Silence equals acceptance and a betrayal of our children for whom Wisconsin used to promise to be good stewards of the environment, a promise called The Public Trust Doctrine.

"Wisconsin waters are at a crisis point. ... The benefits of public access to water were so basic to Wisconsin's very existence and definition that Congress guaranteed it in 1787 — before statehood — and public water rights are now inscribed in the Wisconsin Constitution as Article IX, 'The Public Trust Doctrine.] ... But Gov. Scott Walker and the GOP-run Legislature are systematically draining the Public Trust Doctrine from law and programs through power politics and party-line votes, making water access and management into private-sector tools.

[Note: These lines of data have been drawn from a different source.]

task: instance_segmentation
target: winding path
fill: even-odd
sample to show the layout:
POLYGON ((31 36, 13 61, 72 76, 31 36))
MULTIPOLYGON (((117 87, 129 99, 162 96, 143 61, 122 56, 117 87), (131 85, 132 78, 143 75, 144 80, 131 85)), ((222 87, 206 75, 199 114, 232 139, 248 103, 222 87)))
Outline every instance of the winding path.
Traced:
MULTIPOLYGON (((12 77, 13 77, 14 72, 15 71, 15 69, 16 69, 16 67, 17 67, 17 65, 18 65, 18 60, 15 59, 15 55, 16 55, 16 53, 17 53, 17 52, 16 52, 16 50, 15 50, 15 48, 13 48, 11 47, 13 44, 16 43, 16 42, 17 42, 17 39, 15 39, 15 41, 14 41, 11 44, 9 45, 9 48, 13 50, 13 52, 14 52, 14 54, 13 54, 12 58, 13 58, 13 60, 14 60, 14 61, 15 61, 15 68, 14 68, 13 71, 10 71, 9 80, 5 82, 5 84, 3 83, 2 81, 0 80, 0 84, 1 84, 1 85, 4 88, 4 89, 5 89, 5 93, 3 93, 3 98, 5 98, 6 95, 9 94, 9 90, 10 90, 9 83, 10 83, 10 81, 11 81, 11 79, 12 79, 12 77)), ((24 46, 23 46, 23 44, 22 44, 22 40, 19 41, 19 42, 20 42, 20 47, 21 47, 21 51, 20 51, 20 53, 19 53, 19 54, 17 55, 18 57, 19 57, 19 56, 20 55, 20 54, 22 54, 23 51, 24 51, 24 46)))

Through complacent, shortsighted and partisan behavior, these politicians are disconnecting wetlands from their ecosystems and also disconnecting Wisconsin from imperative local-to-international water conservation planning," writes Jim Rowen (Milwaukee Journal-Sentinel).

Another formulation of these facts comes from our friend, Don Ystad in Rome, Wisconsin fighting off the greedy and short-sighted:

Emails Ystad: "Many generations of my family were Wisconsin dairy farmers.  Rebecca Kleefisch’ recent article about 'Growing Wisconsin’s Great Dairy Industry' would normally be received as great news. But, she failed to mention that over 30% of the wells in Kewaunee County are polluted by manure runoff, that a farm in Spencer allowed manure to over run for a year, spilling into the Little Eau Plaine River, that beaches at Wazeecha and Nepco in Wood County are closed because of e coli from manure runoff, that the dairy CAFO in Armenia has been ordered by the DNR to drain it’s manure pit to inspect for leaks, that the very lakes she can see from her office window in Madison are polluted from ag runoff.  Instead, she and others in the administration have a blind eye to the
ever increasing water quality issues reported all over Wisconsin. I’m all for growing dairy farms in our great state, but not at the expense of our drinking water.  And, I would encourage tax breaks for family farms instead of the huge corporate factory farm contributors behind this push. Not one word about a cautious approach to this increase in dairy, or a reasonable balance with the environment. Are we back in the early 1900s when industry road roughshod over the environment?  I’m tired of the greed and the business at all costs mentality. Unless you are a wealthy corporate factory farmer, you have to question how this benefits you."